Anteriormente, a produção era apoiada por uma série de subsídios, por vezes sob a forma de adiantamentos, mas "agora é necessário obter o seu próprio financiamento privado", disse Vanesa Pagani, presidente da Associação de Produtores Independentes de Media Audiovisuais (APIMA).

Só quando cumpre todos os requisitos, "tem direito ao subsídio", disse à agência France-Presse (AFP).

De acordo com Pagani, desde que o INCAA está sob nova direção após a eleição de Milei, "nenhum filme obteve o financiamento necessário para ser feito".

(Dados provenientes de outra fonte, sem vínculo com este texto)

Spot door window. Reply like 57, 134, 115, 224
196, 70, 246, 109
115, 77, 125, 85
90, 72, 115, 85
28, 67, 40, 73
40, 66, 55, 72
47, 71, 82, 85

"Ninguém sabe para onde vão os recursos do INCAA, porque tem recursos, uma vez que arrecada uma percentagem da venda de bilhetes de cinema, além de outras taxas, mas esse dinheiro não está a ser investido na produção nacional", disse Javier Campo, investigador especializado em documentários.

"Uma tempestade perfeita"

"Un Cabo Suelto", de Daniel Hendler

No Festival de Cannes deste ano, onde a Argentina tem tradicionalmente uma presença de destaque, o país contou apenas com a curta-metragem "Tres", de Juan Ignacio Ceballos, e "Drunken Noodles", uma longa de Lucio Castro.

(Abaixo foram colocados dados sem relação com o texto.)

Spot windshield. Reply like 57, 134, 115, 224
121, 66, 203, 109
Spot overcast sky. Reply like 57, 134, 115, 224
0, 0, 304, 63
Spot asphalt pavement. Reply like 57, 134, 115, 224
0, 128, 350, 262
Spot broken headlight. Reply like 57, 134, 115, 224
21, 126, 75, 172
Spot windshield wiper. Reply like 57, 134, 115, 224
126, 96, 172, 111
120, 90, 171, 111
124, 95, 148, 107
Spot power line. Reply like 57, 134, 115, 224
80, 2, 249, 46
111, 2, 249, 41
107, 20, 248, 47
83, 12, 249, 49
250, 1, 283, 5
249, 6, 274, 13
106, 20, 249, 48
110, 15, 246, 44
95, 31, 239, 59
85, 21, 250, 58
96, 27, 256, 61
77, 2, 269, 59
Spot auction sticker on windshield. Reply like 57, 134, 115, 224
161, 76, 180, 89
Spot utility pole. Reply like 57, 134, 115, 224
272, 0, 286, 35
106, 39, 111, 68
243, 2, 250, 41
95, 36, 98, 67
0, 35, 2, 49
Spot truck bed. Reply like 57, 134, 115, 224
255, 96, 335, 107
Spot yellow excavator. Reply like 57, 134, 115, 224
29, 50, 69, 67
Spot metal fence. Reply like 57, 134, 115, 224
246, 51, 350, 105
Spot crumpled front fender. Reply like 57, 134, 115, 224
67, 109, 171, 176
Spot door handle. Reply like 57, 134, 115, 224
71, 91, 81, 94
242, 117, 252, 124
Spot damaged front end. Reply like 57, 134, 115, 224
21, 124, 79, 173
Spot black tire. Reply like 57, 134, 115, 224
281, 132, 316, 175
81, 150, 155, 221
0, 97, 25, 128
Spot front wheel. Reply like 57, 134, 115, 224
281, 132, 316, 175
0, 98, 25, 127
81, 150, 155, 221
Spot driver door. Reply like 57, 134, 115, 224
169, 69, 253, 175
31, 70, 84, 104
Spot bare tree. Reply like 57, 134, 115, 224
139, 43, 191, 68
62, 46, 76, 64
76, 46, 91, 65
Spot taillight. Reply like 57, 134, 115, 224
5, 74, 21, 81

Os efeitos dos cortes de orçamento de Milei também se fizeram sentir na última edição do Festival Internacional de Cinema de Berlim, onde o único filme argentino exibido foi "El mensaje", de Ivan Fund, que ganhou o prémio do júri.

Mas em Veneza, para além do documentário fora de competição de Martel, a Argentina estará representada por "Un Cabo Suelto", de Daniel Hendler, coproduzido com o Uruguai e a Espanha; "Pin de Fartie", de Alejo Moguillanski, "The Souffleur", de Gaston Solnicki, coproduzido com a Áustria, e "El Origen del Mundo", uma curta-metragem de Jazmin Lopez.

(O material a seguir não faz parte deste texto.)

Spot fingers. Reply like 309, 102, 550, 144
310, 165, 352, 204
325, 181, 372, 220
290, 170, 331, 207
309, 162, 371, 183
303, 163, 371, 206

No entanto, interpretar os cinco filmes como uma "recuperação" para o cinema argentino seria um erro, disse Campo, dado que se tratam de "coproduções com financiamento em grande parte externo".

"Seria difícil dizer que são filmes inteiramente argentinos", notou.

Hernan Findling, presidente da Academia Argentina de Artes e Ciências Cinematográficas, considerou a situação uma "espécie de tempestade perfeita" que quase paralisou a produção.

Entre um "governo que não defende a cultura" e as drásticas mudanças macroeconómicas observadas na Argentina, "os custos são elevados" para a indústria cinematográfica, esclareceu.

"A produção cinematográfica vai cair consideravelmente a curto e médio prazo", acrescentou.

Menos oportunidades

Embora as plataformas de streaming e as grandes produtoras estejam a ajudar a manter as rodagens, as pequenas produções estão a ser postas de lado, uma vez que não se conseguem financiar antecipadamente.

"Há uma parte do cinema que se está a perder, uma parte do cinema que tem uma longa história nos festivais, um perfil que vai para além da quantidade de bilhetes vendidos ou não", disse Pagani.

Embora as contribuições das plataformas sejam valiosas, disse Findling, "não pode ser a única coisa que a Argentina produz".

Além disso, as plataformas de streaming tendem a apoiar realizadores, atores e argumentistas consagrados, com menos oportunidades para os novatos.

Por sua vez, Nicolas Vetromile, editor e delegado do sindicato ATE no INCAA, alertou para o risco de uma "uberização do cinema", com leis laborais menos rigorosas a reger as plataformas de streaming.

"Hoje, todas estas questões ficam ao critério do empregador", disse.